Serpasil (reserpine, antihypertensive) - Reserpine is an age-old drug that has outlived its usefulness, except in unique circumstances such as for Huntigton's. It causes depression and may induce Parkinsonism. Safer, more suitable alternatives exist.

(The above list is not comprehensive, but includes the most common drug therapies considered to be inappropriate for use in the elderly. For a more comprehensive assessment, please utilize our Medication Assessment or contact a qualified geriatrician or pharmacist.)

Regardless of new and better-tolerated drug therapies, there are other considerations such as drug-drug interactions and drug-disease interactions that may cause AME's in the elderly. It is advised that all drug regimens be reviewed on a routine basis by a pharmacist or physician experienced in the uniqueness of the aging body. New medications can slow the metabolism of other medications, which can reach toxic levels in the body, or medications can aggravate a known condition that it was not intended to be used for. For example, the use of a beta-blocker, like Lopressor or

Toprol can mask the signs and symptoms of low blood sugar in someone being treated for diabetes.
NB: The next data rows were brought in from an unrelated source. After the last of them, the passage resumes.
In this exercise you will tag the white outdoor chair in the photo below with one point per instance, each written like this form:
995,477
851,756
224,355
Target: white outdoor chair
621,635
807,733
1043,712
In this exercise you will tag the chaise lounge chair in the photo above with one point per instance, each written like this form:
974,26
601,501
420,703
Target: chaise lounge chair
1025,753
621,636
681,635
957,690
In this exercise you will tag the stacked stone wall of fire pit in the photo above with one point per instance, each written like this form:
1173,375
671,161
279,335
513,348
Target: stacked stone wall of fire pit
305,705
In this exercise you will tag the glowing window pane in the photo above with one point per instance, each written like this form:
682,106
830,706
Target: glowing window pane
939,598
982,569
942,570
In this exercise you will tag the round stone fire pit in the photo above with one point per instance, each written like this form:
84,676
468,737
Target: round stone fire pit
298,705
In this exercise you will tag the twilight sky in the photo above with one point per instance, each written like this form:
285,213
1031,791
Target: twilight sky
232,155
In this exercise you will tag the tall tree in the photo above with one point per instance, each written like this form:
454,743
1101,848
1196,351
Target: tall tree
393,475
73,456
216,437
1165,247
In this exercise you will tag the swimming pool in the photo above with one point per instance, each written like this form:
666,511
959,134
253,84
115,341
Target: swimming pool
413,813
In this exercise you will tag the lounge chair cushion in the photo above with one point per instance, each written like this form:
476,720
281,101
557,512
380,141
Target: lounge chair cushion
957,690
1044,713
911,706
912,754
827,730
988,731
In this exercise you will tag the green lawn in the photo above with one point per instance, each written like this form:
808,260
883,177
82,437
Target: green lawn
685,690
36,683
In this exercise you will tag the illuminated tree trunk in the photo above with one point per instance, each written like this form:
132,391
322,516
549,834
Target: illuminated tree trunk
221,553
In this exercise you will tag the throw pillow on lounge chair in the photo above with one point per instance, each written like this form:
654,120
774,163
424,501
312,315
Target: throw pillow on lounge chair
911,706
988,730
Use these tips to minimize AME's:

1. Use the most appropriate agent.
2. Start with a low dose and increase slowly until therapeutic response is desired or AME is experienced.
3. When utilizing multiple prescriptions/physicians, always notify the physician of your medication regimen or have an experienced geriatric pharmacist review your drug regimen for drug interactions, drug-disease interactions and appropriate therapies.
4. When using psychoactive medications always consider that a dose reduction can be made over time since the medication may not be needed indefinitely. This would include anti-anxiety medications, antidepressants and medications used for agitated behaviors in those with forms of dementia or hypnotic for sleep.
5. Report any potential side effect to your physician or pharmacist as soon as possible.